Ecologists and Brazilian officials long have known that selective logging occurs, says Dr. Asner, a researcher at the Carnegie Institution's Department of Global Ecology, based at Stanford University in Palo Alto, Calif. But gauging its extent by looking at changes in forest cover has been difficult. Sawmill surveys can yield results that either are incomplete or unreliable. Previous methods for analyzing Landsat satellite images couldn't render such tiny details.

Asner and his colleagues suspected their more tightly focused view would bring bad news. But the extent of the damage still surprised them. As the team huddled around a supercomputer terminal watching the first numbers emerge, "They were more than double what I expected," Asner recalls. "It's exciting science, but sobering."

For Daniel Nepstad, an ecologist at the Woods Hole Research Center an environmental policy and research organization in Woods Hole, Mass., the study "puts to rest a long-standing debate about how extensive selective logging is in the Amazon."

The results come from new supercomputer software the team developed. Over several years, the research group - which included scientists from Brazil - gradually squeezed more detail out of satellite images. Initially the team could detect changes to a patch of forest roughly 14 miles on a side. That shrank to a patch 98 feet on a side - small enough to spot the holes selective logging leave in the forest canopy. Asner's group fed Landsat images from 1999 to 2002 into the computer, which hunted for the telltale holes.

The results boosted the estimates of deforestation during the period from 60 to 123 percent, depending on which of the five logging-intensive Brazilian states they examined. The group verified the results with field surveys. Their results appear in Friday's edition of the journal Science.

Over the long term, Asner adds, he plans to use the technique to look at other tropical rain forests, such as those in Peru and Bolivia.

Deforestation can radically alter the environmental "services" the forests provide - from scrubbing the atmosphere of CO2 and harboring useful plants and animals to reducing erosion.

For example, in a related Science research paper, Columbia University ecologist Daniel Bunker and colleagues found that above-ground carbon storage varied widely, depending on which tree species vanish from within a patch of tropical rain forest and what triggered their loss.

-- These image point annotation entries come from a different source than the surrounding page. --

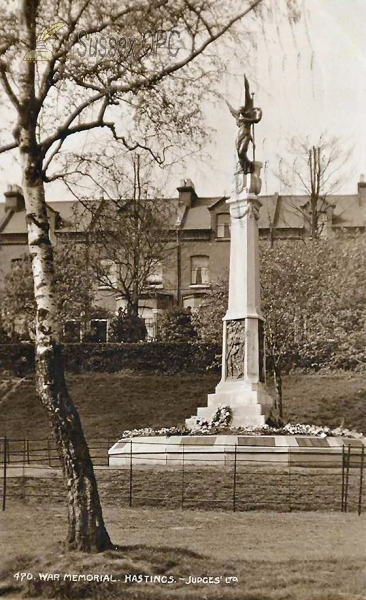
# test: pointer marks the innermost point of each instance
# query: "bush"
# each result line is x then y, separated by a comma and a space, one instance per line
127, 328
176, 326
152, 357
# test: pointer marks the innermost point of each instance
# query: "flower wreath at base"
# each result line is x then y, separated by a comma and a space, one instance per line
221, 421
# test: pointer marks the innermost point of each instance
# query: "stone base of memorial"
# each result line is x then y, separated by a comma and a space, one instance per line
221, 450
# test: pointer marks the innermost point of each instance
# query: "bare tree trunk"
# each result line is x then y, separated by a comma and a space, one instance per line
87, 531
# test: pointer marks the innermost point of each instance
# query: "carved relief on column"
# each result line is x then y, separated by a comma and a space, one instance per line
261, 352
235, 349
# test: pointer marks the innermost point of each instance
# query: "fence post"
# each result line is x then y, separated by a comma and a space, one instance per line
347, 478
131, 475
234, 482
361, 480
182, 486
49, 452
4, 473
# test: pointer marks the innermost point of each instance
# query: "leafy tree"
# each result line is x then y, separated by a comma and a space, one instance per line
146, 96
176, 325
314, 303
127, 327
317, 171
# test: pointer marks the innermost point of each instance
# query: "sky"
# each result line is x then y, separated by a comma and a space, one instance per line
309, 79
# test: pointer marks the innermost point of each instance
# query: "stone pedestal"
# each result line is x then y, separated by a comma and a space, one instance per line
242, 385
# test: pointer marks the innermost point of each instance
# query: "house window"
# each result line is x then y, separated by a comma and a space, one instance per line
72, 331
106, 274
200, 271
99, 330
223, 226
155, 277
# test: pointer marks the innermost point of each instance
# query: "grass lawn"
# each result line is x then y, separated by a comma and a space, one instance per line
267, 555
110, 403
294, 556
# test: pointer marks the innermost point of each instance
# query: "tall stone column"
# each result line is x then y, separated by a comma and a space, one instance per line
242, 385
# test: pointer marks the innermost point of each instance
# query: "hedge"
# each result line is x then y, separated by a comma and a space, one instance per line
162, 357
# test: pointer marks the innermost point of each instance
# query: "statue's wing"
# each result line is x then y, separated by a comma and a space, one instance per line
234, 112
49, 32
248, 96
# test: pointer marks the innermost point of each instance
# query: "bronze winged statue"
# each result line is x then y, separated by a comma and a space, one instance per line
245, 117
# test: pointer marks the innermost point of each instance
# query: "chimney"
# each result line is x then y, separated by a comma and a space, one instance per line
187, 193
361, 187
14, 199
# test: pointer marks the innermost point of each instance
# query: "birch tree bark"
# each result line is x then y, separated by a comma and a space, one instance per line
86, 530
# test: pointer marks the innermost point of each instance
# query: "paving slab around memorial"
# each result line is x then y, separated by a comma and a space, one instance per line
301, 450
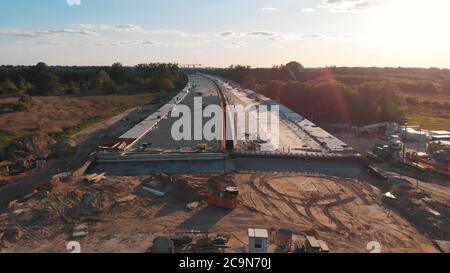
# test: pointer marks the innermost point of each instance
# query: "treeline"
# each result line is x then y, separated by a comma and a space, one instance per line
342, 95
63, 80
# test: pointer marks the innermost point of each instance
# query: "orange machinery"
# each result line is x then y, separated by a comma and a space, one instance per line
227, 199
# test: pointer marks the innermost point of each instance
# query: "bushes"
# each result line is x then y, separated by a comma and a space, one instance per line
25, 103
8, 87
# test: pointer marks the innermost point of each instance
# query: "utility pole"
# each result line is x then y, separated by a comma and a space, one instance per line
418, 149
404, 144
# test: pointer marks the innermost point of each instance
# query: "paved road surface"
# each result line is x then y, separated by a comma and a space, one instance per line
161, 138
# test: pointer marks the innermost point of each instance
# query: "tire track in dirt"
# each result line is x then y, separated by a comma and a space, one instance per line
333, 218
289, 203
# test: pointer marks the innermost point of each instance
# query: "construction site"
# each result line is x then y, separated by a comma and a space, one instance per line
139, 190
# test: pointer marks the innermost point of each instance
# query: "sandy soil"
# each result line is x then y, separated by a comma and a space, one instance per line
121, 217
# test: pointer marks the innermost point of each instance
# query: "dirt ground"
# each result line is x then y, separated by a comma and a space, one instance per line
121, 217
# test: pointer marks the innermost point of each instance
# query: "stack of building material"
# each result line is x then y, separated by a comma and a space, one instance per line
95, 178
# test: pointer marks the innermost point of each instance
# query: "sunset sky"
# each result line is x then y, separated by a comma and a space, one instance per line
409, 33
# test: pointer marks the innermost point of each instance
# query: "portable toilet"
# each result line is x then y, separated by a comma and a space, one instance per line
257, 240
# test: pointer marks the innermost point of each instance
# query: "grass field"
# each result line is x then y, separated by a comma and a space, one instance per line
428, 116
64, 115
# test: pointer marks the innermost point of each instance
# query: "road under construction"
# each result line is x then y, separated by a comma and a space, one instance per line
150, 148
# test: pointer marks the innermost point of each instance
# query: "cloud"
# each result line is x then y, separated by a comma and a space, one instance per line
349, 5
269, 9
27, 33
131, 28
308, 10
73, 2
278, 36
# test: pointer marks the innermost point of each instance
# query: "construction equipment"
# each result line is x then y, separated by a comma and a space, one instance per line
227, 199
202, 147
95, 178
385, 152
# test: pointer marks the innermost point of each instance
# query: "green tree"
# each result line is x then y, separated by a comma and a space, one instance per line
8, 87
45, 82
118, 73
249, 82
446, 86
25, 103
101, 80
166, 85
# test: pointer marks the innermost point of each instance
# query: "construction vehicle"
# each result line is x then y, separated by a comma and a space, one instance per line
202, 147
227, 199
386, 152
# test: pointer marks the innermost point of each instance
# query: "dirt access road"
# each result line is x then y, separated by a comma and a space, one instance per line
121, 217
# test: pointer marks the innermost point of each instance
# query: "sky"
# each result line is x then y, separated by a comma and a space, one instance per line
260, 33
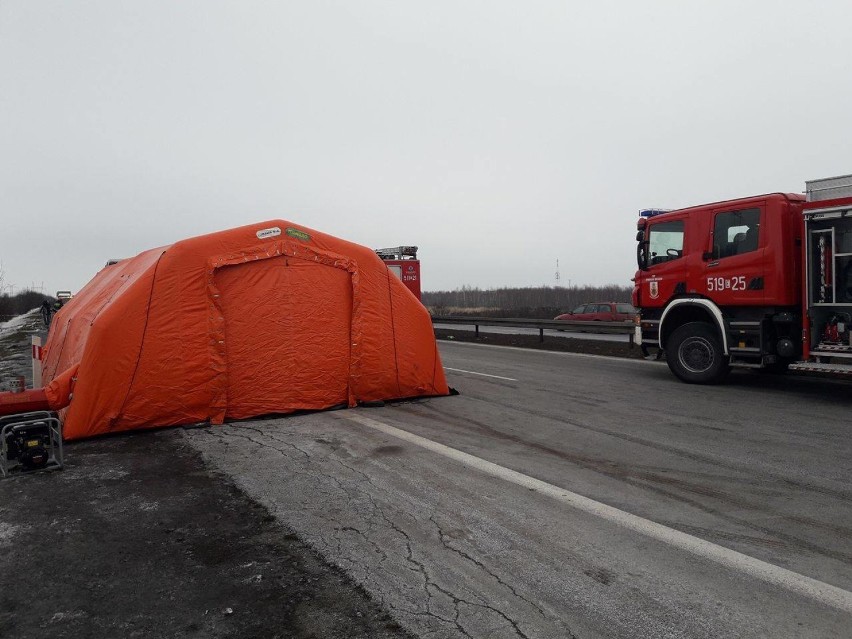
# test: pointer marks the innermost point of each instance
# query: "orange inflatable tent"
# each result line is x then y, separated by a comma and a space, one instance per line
267, 318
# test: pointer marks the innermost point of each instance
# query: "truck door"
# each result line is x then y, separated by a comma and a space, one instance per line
665, 271
734, 262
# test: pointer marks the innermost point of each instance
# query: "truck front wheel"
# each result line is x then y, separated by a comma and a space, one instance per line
694, 354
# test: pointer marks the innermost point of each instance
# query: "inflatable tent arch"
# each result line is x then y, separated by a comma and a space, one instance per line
267, 318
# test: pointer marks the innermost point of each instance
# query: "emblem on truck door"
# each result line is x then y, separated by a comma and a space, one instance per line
654, 289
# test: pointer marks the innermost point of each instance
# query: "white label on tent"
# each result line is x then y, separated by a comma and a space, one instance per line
270, 232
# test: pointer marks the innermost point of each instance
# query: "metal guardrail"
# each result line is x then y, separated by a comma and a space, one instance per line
612, 328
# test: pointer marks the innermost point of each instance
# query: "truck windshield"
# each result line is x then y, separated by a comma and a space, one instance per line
665, 241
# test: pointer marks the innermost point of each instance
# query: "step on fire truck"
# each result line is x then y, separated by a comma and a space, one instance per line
762, 282
402, 262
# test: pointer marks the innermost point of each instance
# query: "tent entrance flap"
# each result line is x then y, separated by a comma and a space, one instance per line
287, 327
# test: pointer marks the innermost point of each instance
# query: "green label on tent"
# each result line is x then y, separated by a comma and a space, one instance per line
299, 235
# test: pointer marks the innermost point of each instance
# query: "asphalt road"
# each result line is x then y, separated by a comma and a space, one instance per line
564, 495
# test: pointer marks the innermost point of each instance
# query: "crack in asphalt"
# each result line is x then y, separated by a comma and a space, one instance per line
643, 481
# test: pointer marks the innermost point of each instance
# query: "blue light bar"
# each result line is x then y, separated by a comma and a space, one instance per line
652, 212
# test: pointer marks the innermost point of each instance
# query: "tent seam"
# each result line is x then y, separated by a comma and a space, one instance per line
142, 343
393, 331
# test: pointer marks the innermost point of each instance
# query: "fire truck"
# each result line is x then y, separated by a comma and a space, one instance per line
761, 282
402, 261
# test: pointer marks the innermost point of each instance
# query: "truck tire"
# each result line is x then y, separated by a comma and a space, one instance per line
694, 354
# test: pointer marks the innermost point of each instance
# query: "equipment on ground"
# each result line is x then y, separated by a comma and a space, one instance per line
762, 282
30, 442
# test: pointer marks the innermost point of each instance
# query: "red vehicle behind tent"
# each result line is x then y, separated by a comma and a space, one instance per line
266, 318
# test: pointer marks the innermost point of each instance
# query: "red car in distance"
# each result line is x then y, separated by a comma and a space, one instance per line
601, 312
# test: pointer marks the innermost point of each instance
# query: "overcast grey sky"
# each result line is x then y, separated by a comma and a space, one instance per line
497, 136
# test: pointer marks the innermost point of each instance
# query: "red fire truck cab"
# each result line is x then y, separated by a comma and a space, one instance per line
402, 261
762, 282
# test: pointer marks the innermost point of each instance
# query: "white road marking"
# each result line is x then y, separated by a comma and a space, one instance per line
800, 584
459, 370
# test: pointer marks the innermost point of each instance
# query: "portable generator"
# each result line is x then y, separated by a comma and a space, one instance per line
30, 442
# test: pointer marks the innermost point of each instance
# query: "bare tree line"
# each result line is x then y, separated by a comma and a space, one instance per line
538, 302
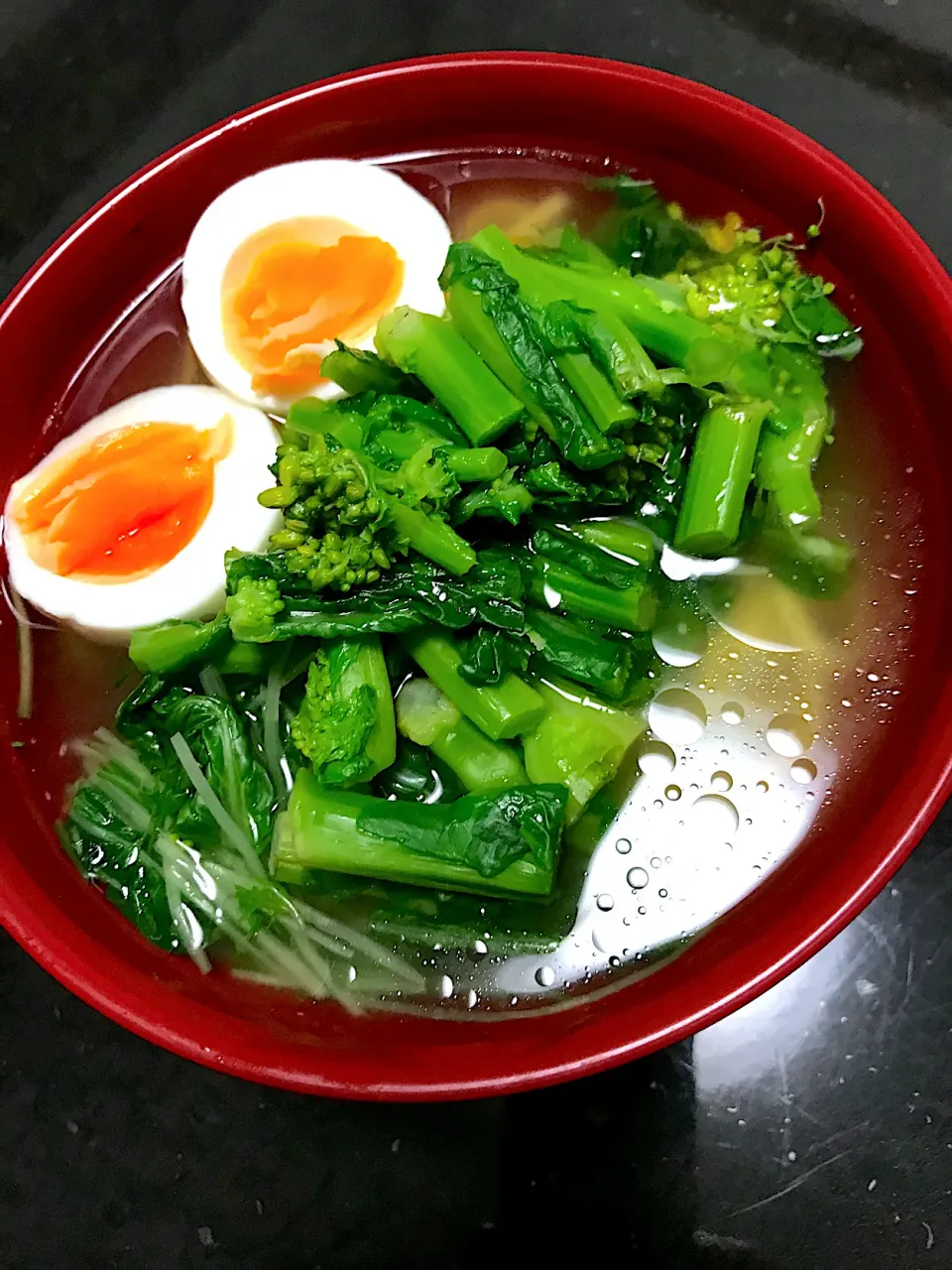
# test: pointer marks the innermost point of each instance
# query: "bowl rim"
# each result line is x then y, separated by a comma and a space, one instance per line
150, 1016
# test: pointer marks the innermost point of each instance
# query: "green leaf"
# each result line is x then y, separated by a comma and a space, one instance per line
489, 654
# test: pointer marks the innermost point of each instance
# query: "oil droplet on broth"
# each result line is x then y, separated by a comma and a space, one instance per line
676, 716
803, 771
789, 735
655, 758
679, 636
715, 816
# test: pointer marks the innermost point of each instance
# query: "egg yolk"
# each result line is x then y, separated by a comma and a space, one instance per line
123, 504
295, 287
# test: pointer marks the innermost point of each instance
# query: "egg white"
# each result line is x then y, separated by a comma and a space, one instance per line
191, 584
375, 200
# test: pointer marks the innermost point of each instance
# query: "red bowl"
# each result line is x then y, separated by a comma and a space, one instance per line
703, 145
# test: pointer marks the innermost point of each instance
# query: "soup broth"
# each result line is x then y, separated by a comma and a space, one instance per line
767, 708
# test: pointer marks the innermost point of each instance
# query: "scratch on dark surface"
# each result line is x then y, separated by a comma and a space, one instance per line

In a 123-acre tropical-forest research site in Panama, they experimented with different mixes of species. The results show that carbon storage is strongly influenced by the types of trees present and the ways in which they are lost. Selective logging of prized hardwoods removes a small number of species from a forest. But it substantially reduces the forest's above-ground carbon storage because the lost wood is dense.

The bottom line, Dr. Bunker says, is that preserving species diversity may be the best way to ensure humans continue to reap the services healthy ecosystems provide.